Screening ECG has been the central focus of athlete screening efforts to this point, with some sporting bodies also mandating exercise testing and echocardiography for screening, according to La Gerche and colleagues. Cardiac magnetic resonance imaging (CMR), coronary calcium scoring and CT coronary angiography (CTCA) have also been suggested as screening tools.

Of these cardiac imaging modalities, the authors describe echocardiography as the logical candidate for screening due to its low cost, accessibility and lack of adverse effects. Echocardiography may be particularly beneficial in diagnosing hypertrophic cardiomyopathy in young athletes. However, screening an asymptomatic group of athletes could lead to overdiagnosis and the associated financial and psychological strains that accompany it.

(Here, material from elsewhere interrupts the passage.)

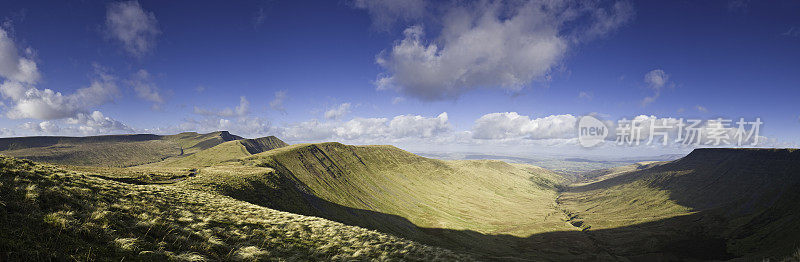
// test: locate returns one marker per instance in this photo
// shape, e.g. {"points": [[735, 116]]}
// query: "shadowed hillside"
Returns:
{"points": [[52, 214], [455, 204], [714, 204], [112, 150], [744, 200]]}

La Gerche and colleagues pointed to the promise of CMR for evaluating an athlete’s heart. It has better assessment of the morphology and function of all cardiac chambers compared with echocardiography and can enable tissue characterization. “In the recent era in which familial cardiomyopathies are being diagnosed using cascade screening of effected family members, it is increasingly recognized that CMR represents a more sensitive diagnostic tool.”

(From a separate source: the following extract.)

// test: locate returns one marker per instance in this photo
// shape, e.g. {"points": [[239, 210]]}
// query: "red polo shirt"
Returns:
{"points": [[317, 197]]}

The catch with CMR is cost. It’s expensive and has limited availability, making it less than ideal for broad-based screening in a population of asymptomatic athletes.

Coronary calcium scoring and CTCA have also been promoted as promising, but here again cost is a factor, and there is a potential for harm from contrast reactions and radiation exposure, according to the authors.

“As modern imaging further enhances our understanding of the spectrum of athlete's heart, its role may expand from the assessment of athletes with suspected disease to being part of comprehensive pre-participation screening in apparently healthy athletes.”